Pensions deficits could signal further rise in demand for QROPS
Deficits reported by UK pension schemes reached up to £111bn last month, £3bn higher than in 2013. This increase is regardless of the rise in asset values reported in March.
These figures are somewhat disappointing, as even though the FTSE 100 index increased in April by over 3 per cent, the pension deficits are still on the rise. A fall in corporate bond yields and an increase in inflation anticipated by the market, also played their part in the pension scheme shortfall.
So what does this mean for individuals? Are their pensions safe?
Even though defined benefit pensions are renowned as being one of the safest, and indeed generous schemes on offer, many have run into difficulties or even ceased operating, mainly due to the high running costs for employers.
One way people can mitigate the adverse effects of a pension scheme deficit would be to transfer into an HMRC-recognised QROPS (Qualifying Recognised Overseas Pension Scheme) if they are based outside of the United Kingdom, or are considering moving overseas.

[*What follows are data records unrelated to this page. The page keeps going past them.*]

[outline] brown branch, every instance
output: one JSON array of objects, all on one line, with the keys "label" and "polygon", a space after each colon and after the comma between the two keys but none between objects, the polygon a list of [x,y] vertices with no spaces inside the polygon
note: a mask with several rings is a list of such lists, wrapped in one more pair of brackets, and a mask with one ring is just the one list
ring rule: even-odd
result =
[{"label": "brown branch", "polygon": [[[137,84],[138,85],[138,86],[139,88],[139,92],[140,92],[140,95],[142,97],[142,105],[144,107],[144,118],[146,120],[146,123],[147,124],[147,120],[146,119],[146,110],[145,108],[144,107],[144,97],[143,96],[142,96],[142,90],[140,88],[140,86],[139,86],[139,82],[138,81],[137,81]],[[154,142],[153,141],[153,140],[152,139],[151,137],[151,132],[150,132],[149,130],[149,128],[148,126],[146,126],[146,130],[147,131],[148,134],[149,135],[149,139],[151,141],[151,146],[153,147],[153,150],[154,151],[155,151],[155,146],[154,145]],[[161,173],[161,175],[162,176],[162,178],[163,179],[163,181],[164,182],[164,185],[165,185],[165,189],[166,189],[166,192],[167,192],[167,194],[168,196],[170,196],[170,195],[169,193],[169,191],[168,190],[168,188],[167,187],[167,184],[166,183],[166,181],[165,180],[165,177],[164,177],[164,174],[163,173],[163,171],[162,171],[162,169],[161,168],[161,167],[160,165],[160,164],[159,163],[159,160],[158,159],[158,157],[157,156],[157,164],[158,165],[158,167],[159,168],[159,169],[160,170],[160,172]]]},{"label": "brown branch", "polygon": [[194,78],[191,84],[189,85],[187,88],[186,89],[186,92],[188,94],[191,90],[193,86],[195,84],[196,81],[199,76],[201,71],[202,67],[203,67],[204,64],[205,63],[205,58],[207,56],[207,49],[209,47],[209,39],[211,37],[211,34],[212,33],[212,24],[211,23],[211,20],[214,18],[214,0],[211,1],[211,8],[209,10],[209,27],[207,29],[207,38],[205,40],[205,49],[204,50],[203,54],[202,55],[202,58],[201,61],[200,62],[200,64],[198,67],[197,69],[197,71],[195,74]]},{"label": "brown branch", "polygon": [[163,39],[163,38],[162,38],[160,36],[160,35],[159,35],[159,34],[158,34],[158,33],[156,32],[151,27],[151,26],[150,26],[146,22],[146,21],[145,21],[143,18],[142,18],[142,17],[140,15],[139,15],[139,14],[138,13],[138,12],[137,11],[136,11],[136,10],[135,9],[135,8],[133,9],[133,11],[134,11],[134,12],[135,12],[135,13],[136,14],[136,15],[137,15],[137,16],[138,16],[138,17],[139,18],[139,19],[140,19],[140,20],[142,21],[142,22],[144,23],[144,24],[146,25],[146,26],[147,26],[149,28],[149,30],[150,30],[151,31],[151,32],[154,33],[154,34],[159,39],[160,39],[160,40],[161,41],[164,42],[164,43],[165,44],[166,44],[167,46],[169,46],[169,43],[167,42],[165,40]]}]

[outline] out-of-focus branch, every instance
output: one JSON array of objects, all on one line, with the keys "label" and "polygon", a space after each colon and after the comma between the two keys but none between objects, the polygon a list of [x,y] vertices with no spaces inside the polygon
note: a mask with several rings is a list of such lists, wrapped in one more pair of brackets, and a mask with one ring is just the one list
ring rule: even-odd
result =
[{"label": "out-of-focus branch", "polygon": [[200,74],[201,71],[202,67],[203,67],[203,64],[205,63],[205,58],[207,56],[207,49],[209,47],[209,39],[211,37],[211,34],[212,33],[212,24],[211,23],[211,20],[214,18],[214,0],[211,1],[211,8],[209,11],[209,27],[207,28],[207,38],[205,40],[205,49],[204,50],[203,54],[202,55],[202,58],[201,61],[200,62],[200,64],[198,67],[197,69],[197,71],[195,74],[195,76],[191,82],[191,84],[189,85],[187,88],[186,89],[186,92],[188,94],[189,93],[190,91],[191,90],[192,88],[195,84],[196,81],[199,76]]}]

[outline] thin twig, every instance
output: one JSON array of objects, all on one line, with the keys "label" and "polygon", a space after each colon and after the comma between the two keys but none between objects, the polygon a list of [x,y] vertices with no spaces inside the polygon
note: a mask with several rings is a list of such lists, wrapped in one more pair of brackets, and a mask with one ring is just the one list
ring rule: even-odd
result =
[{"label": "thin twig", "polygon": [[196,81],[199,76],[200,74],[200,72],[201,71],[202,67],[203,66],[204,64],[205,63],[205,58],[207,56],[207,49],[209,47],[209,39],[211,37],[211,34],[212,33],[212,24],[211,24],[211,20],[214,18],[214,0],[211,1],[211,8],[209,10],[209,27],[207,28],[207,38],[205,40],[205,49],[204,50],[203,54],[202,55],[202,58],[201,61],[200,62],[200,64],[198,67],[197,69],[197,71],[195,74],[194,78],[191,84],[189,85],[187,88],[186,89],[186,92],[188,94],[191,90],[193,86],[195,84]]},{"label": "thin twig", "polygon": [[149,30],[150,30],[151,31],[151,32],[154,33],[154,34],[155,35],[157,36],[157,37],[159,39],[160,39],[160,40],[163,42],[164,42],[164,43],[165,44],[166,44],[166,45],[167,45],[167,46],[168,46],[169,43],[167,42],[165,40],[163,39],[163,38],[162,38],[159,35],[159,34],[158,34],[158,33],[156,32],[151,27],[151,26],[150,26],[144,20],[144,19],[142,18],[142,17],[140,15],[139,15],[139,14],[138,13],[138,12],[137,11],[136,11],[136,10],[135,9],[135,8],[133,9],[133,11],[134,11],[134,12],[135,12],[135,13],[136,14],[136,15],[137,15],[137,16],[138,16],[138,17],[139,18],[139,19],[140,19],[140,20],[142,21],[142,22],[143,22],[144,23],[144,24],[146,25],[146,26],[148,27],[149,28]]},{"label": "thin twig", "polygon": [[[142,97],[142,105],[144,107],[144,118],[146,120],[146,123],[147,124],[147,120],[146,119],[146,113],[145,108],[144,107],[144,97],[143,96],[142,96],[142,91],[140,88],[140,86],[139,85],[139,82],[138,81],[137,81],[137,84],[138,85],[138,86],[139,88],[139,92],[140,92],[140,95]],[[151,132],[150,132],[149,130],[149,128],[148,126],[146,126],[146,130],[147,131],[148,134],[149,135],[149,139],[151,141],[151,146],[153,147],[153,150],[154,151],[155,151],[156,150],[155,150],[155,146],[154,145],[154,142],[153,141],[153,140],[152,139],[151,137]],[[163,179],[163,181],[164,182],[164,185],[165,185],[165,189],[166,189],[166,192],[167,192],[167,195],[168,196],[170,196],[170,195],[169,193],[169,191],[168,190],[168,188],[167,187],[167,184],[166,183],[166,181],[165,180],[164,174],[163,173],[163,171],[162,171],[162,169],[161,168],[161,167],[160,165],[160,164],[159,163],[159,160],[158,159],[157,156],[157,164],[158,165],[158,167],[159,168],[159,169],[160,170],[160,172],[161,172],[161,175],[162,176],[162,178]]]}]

QROPS have experienced a year-on-year growth since they were introduced in 2006, and are set to become even more in demand as knowledge of their vast benefits increases and as the market matures on the whole. QROPS have the potential to be more tax efficient than pension schemes based in the UK, and one of the primary advantages is that members can opt for their pensions to be paid out in the currency of their choice, therefore eradicating potential costly exchange rate losses.

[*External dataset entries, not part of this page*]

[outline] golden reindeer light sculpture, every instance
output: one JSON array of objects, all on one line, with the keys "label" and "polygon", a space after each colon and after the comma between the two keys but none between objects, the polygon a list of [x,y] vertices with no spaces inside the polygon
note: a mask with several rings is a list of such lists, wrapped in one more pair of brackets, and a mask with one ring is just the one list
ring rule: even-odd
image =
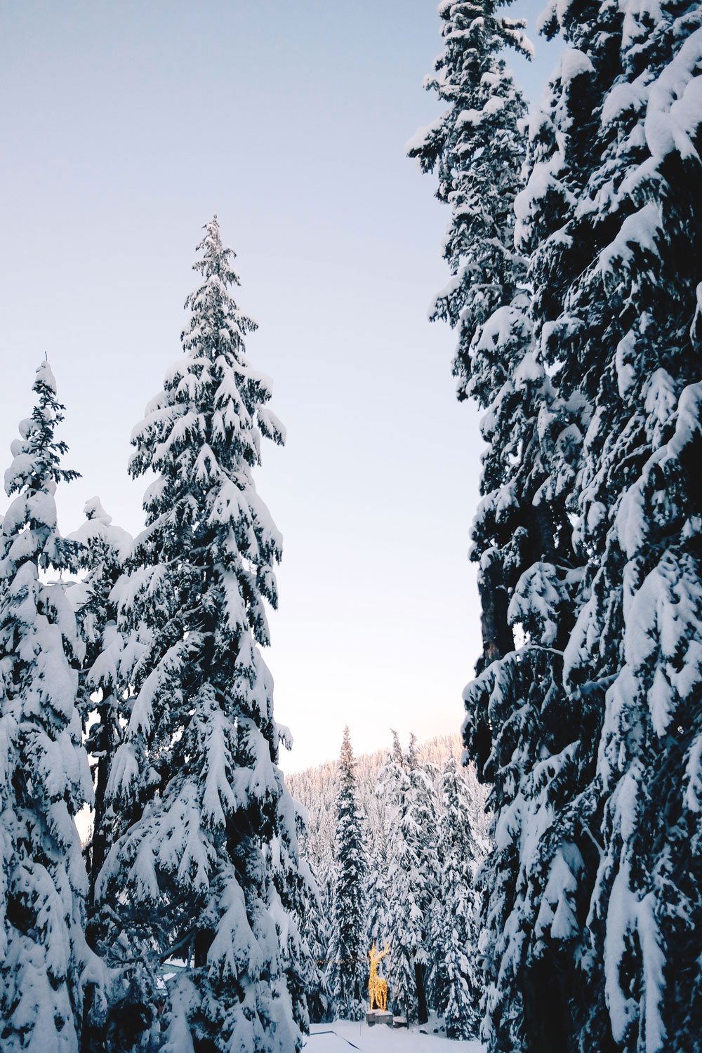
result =
[{"label": "golden reindeer light sculpture", "polygon": [[387,1012],[387,980],[384,980],[382,976],[378,975],[378,962],[385,957],[387,951],[387,940],[385,940],[385,950],[382,954],[378,954],[376,951],[376,941],[374,939],[373,947],[368,953],[368,957],[370,958],[370,975],[368,976],[368,998],[370,999],[370,1012],[373,1012],[374,1001],[381,1013]]}]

To my mind, as the number of people seriously contemplating moving abroad to enjoy their retirement increases, and as the market continue to mature, a growing number of individuals will transfer their pensions to a QROPS in order to reach and often exceed their long-term financial goals.
As a cross-border specialist in the financial industry, deVere Group has been at the forefront of the QROPS market for the past eight years, and I am confident that as the sector continues to gain momentum, and as the government is more than likely going to carry out further raids on pensions and age-related benefits, the demand for QROPS will continue to soar.